Eltham Veterinary Clinic

Tony said: “We are all obliged to do our bit for a safe climate future – if we are able.” He said he did this for his children’s future, and they were very strong advocates for effective action. 

He’s had positive feedback from his clients. But a neighbour has objected to the panels.

Tony said he was very disappointed at the heritage requirement, because, as Eltham was part of the Green Wedge Shire, even heritage overlay buildings should be able to install solar panels. 

However the Eltham Veterinary Practice has escaped problems and is already reaping the benefits of covering their huge roof with solar panels. 

When I visited Steve Pryor, co-owner with Gus Braniff, it was obvious that this busy practice would need much electricity. These panels provide half of their electricity. So Steve said that they might add panels to two other buildings on their property. 

He said that using solar panels made economic sense when running a business. The electricity was generated during the day when it was needed.

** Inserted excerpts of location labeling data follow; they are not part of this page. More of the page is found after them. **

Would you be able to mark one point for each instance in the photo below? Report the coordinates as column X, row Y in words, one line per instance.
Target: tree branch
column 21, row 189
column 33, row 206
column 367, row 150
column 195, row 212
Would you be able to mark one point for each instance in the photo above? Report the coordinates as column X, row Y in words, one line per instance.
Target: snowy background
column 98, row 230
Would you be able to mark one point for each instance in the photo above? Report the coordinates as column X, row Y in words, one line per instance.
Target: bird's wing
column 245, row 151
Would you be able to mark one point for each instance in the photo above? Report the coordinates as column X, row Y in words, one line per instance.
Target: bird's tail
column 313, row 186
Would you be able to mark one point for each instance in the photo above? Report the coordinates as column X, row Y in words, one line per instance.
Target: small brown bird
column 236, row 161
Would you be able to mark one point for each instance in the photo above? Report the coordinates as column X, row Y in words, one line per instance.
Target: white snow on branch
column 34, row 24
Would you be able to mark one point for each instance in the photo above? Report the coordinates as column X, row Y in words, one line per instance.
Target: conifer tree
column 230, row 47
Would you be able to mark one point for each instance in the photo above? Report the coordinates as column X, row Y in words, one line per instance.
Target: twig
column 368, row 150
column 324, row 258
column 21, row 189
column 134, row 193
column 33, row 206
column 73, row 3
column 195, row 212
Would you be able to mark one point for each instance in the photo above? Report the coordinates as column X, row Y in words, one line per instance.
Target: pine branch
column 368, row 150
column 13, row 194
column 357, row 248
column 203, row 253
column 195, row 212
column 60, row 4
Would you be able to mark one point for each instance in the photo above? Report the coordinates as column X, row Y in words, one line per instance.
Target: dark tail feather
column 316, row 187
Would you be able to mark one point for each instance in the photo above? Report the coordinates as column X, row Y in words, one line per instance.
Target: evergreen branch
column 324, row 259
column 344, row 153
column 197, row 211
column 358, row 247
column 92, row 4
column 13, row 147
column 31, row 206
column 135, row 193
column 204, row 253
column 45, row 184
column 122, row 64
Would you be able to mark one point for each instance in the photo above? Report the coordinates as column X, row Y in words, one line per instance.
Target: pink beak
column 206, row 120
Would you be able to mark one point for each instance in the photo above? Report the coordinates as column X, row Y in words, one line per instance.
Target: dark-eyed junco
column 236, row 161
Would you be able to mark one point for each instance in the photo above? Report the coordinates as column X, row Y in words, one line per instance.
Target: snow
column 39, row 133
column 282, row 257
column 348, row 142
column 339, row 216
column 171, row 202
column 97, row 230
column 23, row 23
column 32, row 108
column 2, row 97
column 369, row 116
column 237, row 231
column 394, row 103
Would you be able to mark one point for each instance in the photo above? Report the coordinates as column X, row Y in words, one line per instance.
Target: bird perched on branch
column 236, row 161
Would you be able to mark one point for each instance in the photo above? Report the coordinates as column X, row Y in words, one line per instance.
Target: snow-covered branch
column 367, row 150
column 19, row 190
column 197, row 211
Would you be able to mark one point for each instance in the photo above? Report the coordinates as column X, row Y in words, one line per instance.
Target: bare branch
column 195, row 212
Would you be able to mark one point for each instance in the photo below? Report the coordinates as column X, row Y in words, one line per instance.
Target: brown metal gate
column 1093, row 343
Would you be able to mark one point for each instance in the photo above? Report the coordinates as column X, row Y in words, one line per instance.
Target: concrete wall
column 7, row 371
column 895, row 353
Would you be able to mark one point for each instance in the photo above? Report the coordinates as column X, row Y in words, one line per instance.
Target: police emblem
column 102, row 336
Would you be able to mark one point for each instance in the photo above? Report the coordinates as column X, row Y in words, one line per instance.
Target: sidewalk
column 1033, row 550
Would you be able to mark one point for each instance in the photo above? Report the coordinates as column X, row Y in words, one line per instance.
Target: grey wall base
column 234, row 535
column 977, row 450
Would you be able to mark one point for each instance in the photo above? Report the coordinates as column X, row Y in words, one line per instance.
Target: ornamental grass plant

The panels had more than halved their power bill.  But some trees, which shaded the panels, needed to be pruned to make them more effective. 

Steve said the panels would be paid off in four years and then they would make a profit as the panels should last about 20 years. He hoped that the panels could then be recycled.

Steve said he worried about climate change and he belonged to Vets for Climate Action. “As scientists we’re very concerned about the science of climate change. If politicians made decisions based on science there would be more action.”